Unpopular minority religions are especially dependent upon a constitutional guarantee of free exercise of religion. We are fortunate to have such a guarantee in the United States, but many nations do not. The importance of that guarantee in the United States should make us ever diligent to defend it. And it is in need of being defended. During my lifetime I have seen a significant deterioration in the respect accorded to religion in our public life, and I believe that the vitality of religious freedom is in danger of being weakened accordingly. (Emphasis added.)

Then Elder Oaks zeroed in on the problem of “silencing religious voices in the public square” and in the process, used the Proposition 8 battle as an example.

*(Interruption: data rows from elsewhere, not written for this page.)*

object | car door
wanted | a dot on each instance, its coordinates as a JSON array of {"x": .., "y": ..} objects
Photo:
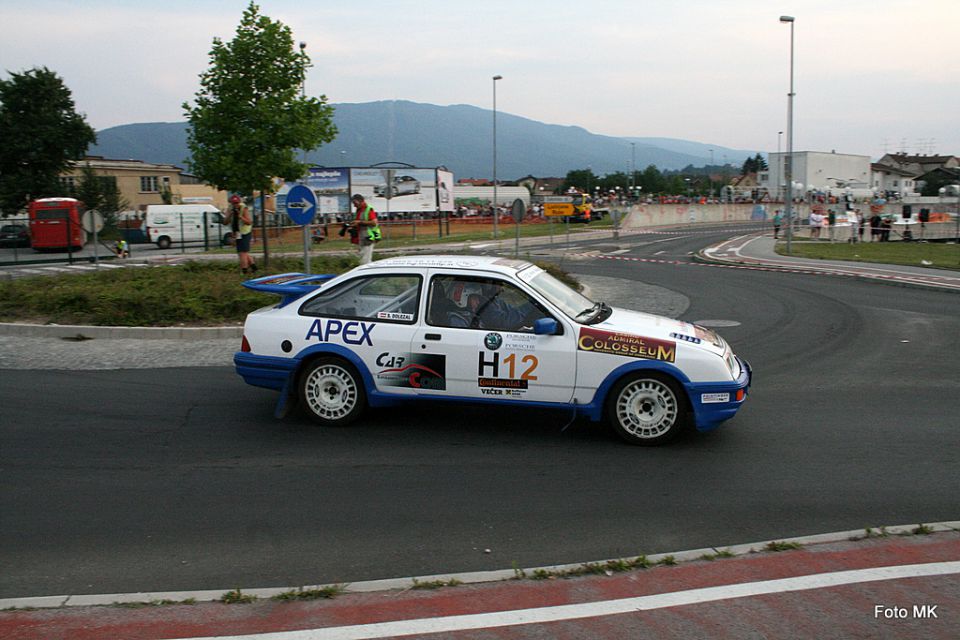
[
  {"x": 373, "y": 317},
  {"x": 494, "y": 358}
]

In other words, he touched the “third rail” of the modern culture war: gay marriage. It’s important to note that Elder Oaks did not talk about gay marriage, only about the reaction to the active involvement of the Church and its members in supporting Proposition 8. In other words, the Oaks speech was about religious freedom, but it somehow earned him designation as one of the”worst people in the world” by MSNBC’s Keith Olbermann. (A badge of honor to some, I suppose.)

The Key Points of The Speech

So what did Elder Oaks say to incite such a venomous attack from the wild-swinging Olbermann? Well, this:

For example, a prominent gay-rights spokesman gave this explanation for his objection to our Church’s position on California’s Proposition 8:

“I’m not intending it to harm the religion. I think they do wonderful things. Nicest people. . . . My single goal is to get them out of the same-sex marriage business and back to helping hurricane victims.”

Aside from the obvious fact that this objection would deny free speech as well as religious freedom to members of our Church and its [Prop 8] coalition partners, there are other reasons why the public square must be open to religious ideas and religious persons. As Richard John Neuhaus said many years ago, “In a democracy that is free and robust, an opinion is no more disqualified for being ‘religious’ than for being atheistic, or psychoanalytic, or Marxist, or just plain dumb.”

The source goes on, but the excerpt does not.